Я с удовольствием отметил, что у него немецкий акцент. Поскольку Франция и Германия всегда были врагами, я чувствовал, что, какова бы ни была причина его нападения, я хорошо сделал, что проучил его.

Бруно казался огорченным.

– Мне кажется, Тад, у тебя не меньше предрассудков, чем у тех, кому ты их приписываешь. Можно так же смотреть и на природу – находить, что у птиц глупый вид, что собаки гнусны, потому что вылизывают друг другу зад, и нет никого глупее пчел, потому что они делают мед для других. Остановись. Такой взгляд на вещи со временем перерастает в жизненный принцип. Если все перекашивать, то все будешь видеть кривым.

Тад повернулся ко мне:

– Вы слышали, мой юный друг, голос сочной груши, призвание которой – быть съеденной. Это то, что называют словом “идеалист”.

– Я хотела бы знать, почему ты вдруг говоришь “вы” нашему другу? – спросила Лила.

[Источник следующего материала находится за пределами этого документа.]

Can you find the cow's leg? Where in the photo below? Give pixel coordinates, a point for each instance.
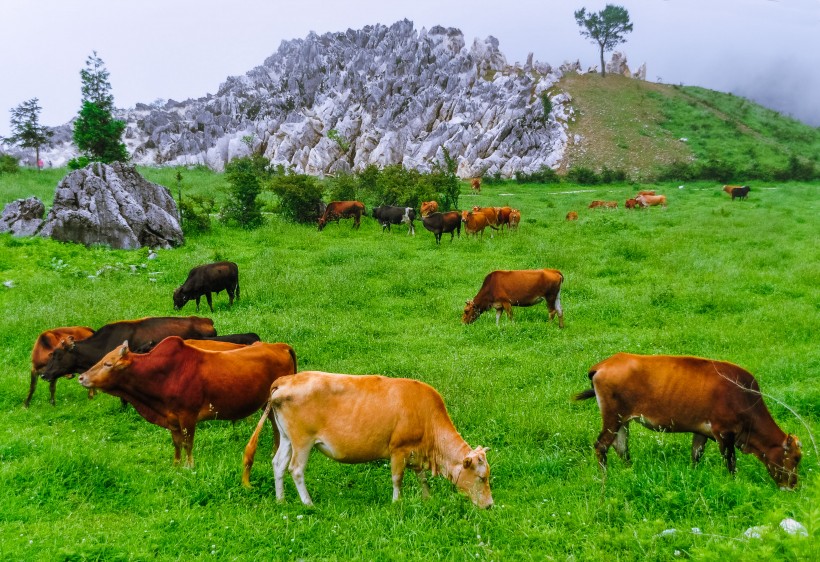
(698, 444)
(34, 376)
(397, 464)
(621, 443)
(726, 442)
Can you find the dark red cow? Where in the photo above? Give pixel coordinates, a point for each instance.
(46, 343)
(710, 399)
(177, 385)
(76, 356)
(336, 210)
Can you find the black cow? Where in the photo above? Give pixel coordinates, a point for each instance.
(439, 223)
(247, 338)
(77, 356)
(207, 279)
(740, 192)
(387, 215)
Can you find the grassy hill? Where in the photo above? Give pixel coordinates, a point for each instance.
(644, 128)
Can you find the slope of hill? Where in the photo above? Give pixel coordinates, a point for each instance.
(642, 127)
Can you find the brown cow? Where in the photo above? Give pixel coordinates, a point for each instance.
(475, 222)
(177, 385)
(515, 218)
(651, 200)
(46, 343)
(503, 289)
(355, 419)
(336, 210)
(710, 399)
(428, 207)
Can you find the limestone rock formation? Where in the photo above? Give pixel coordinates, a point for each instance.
(113, 205)
(22, 217)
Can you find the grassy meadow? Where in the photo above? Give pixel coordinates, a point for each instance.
(736, 281)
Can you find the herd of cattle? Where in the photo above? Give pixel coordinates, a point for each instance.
(176, 372)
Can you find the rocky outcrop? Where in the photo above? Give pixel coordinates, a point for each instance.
(22, 217)
(115, 206)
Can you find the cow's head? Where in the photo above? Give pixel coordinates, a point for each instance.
(471, 312)
(104, 372)
(62, 361)
(180, 298)
(473, 478)
(781, 462)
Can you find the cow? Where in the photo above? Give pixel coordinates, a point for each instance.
(337, 210)
(741, 192)
(177, 385)
(441, 223)
(428, 207)
(515, 218)
(46, 343)
(75, 356)
(651, 200)
(355, 419)
(247, 338)
(708, 398)
(387, 215)
(475, 222)
(206, 279)
(504, 289)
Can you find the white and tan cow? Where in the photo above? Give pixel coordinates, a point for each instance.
(355, 419)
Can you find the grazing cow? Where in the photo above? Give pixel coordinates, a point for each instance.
(46, 343)
(651, 200)
(355, 419)
(503, 216)
(247, 338)
(207, 279)
(387, 215)
(337, 210)
(515, 218)
(428, 207)
(441, 223)
(741, 192)
(75, 356)
(177, 385)
(710, 399)
(502, 290)
(475, 222)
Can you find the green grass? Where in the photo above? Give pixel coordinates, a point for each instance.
(734, 281)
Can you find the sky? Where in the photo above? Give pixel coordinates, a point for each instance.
(765, 50)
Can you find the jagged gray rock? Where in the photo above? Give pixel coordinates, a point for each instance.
(112, 204)
(22, 217)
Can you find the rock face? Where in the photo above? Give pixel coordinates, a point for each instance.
(113, 205)
(22, 217)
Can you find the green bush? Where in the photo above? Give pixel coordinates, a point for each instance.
(300, 196)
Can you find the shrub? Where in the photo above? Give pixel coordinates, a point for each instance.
(242, 206)
(300, 196)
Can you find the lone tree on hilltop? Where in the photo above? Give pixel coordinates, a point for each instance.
(26, 130)
(97, 134)
(606, 28)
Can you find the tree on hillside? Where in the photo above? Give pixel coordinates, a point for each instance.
(96, 133)
(606, 28)
(26, 130)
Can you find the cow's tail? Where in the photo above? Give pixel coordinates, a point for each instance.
(250, 448)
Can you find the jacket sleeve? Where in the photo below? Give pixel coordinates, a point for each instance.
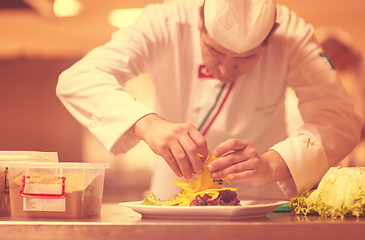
(331, 128)
(93, 88)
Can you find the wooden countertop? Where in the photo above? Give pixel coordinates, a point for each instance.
(117, 222)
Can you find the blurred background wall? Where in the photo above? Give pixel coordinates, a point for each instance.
(37, 44)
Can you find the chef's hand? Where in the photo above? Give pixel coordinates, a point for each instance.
(179, 144)
(244, 164)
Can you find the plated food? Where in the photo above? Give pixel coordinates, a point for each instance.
(340, 193)
(203, 191)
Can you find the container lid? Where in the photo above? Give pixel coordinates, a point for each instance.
(60, 165)
(28, 156)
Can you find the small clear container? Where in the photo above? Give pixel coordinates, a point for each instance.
(7, 157)
(56, 190)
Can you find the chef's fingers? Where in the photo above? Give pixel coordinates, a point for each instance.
(183, 161)
(226, 161)
(230, 145)
(200, 142)
(191, 149)
(231, 168)
(170, 160)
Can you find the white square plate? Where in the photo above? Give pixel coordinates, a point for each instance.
(248, 209)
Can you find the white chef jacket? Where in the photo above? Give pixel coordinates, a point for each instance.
(164, 41)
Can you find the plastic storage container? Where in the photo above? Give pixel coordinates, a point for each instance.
(56, 190)
(7, 157)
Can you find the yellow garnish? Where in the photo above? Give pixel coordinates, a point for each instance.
(204, 184)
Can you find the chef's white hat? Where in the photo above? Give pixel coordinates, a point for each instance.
(239, 25)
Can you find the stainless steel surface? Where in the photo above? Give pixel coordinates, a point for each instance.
(117, 222)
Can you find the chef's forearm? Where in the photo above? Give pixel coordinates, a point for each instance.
(280, 170)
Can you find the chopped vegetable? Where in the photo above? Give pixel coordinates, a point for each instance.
(340, 193)
(203, 187)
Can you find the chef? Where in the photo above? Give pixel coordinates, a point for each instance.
(220, 70)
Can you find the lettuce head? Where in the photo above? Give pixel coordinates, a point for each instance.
(340, 193)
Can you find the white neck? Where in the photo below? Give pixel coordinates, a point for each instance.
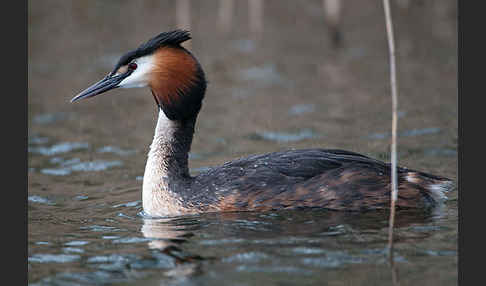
(166, 172)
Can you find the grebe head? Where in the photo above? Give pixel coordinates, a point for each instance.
(173, 74)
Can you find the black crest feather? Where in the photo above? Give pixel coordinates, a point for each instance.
(171, 38)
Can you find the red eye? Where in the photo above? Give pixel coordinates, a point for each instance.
(132, 66)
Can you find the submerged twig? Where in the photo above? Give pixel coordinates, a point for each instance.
(393, 82)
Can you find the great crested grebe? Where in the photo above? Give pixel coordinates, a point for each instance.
(311, 178)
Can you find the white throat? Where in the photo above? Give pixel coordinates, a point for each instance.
(166, 168)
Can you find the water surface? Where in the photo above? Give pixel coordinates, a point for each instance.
(287, 86)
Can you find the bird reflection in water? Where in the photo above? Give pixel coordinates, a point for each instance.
(167, 235)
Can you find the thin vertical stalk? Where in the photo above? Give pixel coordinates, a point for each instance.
(393, 82)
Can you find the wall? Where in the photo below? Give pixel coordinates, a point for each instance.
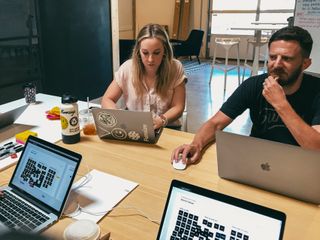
(162, 12)
(125, 19)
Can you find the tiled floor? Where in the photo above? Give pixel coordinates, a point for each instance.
(203, 100)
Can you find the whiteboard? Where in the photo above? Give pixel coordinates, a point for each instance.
(307, 16)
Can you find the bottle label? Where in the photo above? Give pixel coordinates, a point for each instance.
(69, 122)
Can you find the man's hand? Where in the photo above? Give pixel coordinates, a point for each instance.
(190, 151)
(273, 92)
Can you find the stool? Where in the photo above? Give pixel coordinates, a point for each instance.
(255, 44)
(227, 44)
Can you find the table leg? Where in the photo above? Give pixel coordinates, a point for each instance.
(255, 65)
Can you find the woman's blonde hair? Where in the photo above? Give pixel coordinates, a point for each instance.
(163, 80)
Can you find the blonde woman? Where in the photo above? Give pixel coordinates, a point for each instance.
(151, 80)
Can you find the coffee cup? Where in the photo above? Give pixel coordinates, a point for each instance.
(87, 122)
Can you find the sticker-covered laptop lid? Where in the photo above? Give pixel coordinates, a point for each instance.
(125, 125)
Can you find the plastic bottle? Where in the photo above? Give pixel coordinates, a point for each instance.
(69, 117)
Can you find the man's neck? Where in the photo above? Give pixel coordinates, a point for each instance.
(291, 89)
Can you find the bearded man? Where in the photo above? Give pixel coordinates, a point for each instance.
(284, 104)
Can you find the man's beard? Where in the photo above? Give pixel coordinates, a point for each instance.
(291, 78)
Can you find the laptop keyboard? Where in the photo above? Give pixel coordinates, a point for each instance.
(14, 213)
(192, 227)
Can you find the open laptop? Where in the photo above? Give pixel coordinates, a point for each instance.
(192, 212)
(9, 117)
(125, 125)
(277, 167)
(39, 186)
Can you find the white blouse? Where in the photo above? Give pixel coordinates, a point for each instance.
(150, 101)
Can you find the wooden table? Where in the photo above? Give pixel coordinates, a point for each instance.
(149, 166)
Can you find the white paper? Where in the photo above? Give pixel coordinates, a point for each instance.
(97, 193)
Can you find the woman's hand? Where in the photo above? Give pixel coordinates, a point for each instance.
(157, 122)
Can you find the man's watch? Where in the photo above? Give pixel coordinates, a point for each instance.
(164, 120)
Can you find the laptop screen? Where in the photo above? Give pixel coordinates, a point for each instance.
(192, 212)
(45, 172)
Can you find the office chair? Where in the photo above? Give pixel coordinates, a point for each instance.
(190, 47)
(226, 44)
(125, 49)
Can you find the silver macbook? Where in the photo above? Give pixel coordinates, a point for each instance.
(9, 117)
(192, 212)
(39, 187)
(125, 125)
(277, 167)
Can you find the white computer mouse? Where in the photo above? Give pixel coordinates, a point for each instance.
(179, 165)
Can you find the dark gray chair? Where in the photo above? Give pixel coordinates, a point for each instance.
(125, 49)
(190, 47)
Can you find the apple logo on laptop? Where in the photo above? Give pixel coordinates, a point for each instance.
(265, 166)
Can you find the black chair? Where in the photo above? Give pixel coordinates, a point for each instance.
(190, 47)
(125, 49)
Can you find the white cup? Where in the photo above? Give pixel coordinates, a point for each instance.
(82, 229)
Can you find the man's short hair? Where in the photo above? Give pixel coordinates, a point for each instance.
(294, 33)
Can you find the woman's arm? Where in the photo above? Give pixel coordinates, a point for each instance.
(111, 96)
(176, 108)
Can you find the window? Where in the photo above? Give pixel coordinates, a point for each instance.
(227, 14)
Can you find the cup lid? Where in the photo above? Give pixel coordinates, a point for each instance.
(67, 98)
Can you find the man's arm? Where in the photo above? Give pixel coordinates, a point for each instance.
(307, 136)
(204, 136)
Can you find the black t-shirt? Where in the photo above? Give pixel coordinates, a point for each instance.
(267, 123)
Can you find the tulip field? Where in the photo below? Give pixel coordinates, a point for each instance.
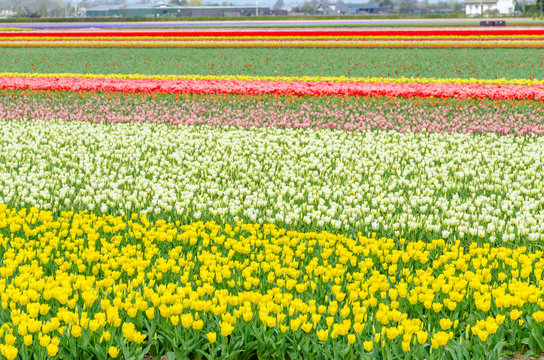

– Потому что он еще не мой друг, если даже когда‐нибудь им и станет. В семнадцать лет я больше не бросаюсь очертя голову ни в дружбу, ни во что другое. Хотя я и поляк, быть сорвиголовой – не мое призвание. Это было хорошо для наших предков – улан с их сраной святой наивностью.

– Прошу тебя не употреблять подобных выражений в присутствии девушки, – бросил ему Ханс.

– А вот и пробуждение прусского юнкера, – вздохнул Тад. – Кстати, кто это тебя так разукрасил? Дуэль?

– Они подрались из‐за моих прекрасных глаз, – объявила Лила. – Оба безумно влюблены в меня, и, вместо того чтобы понять, что это братство, которое должно их объединять, они дерутся. Но это у них пройдет, когда они поймут, что я люблю их обоих и что, таким образом, ревновать не к кому.

Я еще не произнес ни слова. Однако я чувствовал, что настал момент так или иначе проявить себя, ибо я не имел права забывать, что я племянник Амбруаза Флёри и должен быть его достоин. Я ничего не знал об искусстве блистать в обществе, но страстно желал тут же на глазах у Лилы продемонстрировать какое‐нибудь свое неоспоримое превосходство, которое бы всех посрамило. Если бы на свете существовала справедливость, я получил бы в эту минуту дар летать в облаках, или оказался лицом к лицу со львом, чья судьба была бы плачевна, или завоевал титул чемпиона во всех весовых категориях на ринге, перед которым сидела бы Лила. Но все, что я мог сделать, это спросить:

– Какой будет квадратный корень из 273 678?

Должен сказать, что мне удалось по крайней мере удивить их. Трое юношей внимательно на меня посмотрели, потом обменялись взглядами. Лила была в восторге. Она испытывала священный ужас перед математикой, так как находила, что у цифр неприятная манера утверждать, что дважды два – четыре, в чем она видела что‐то противное самому польскому духу.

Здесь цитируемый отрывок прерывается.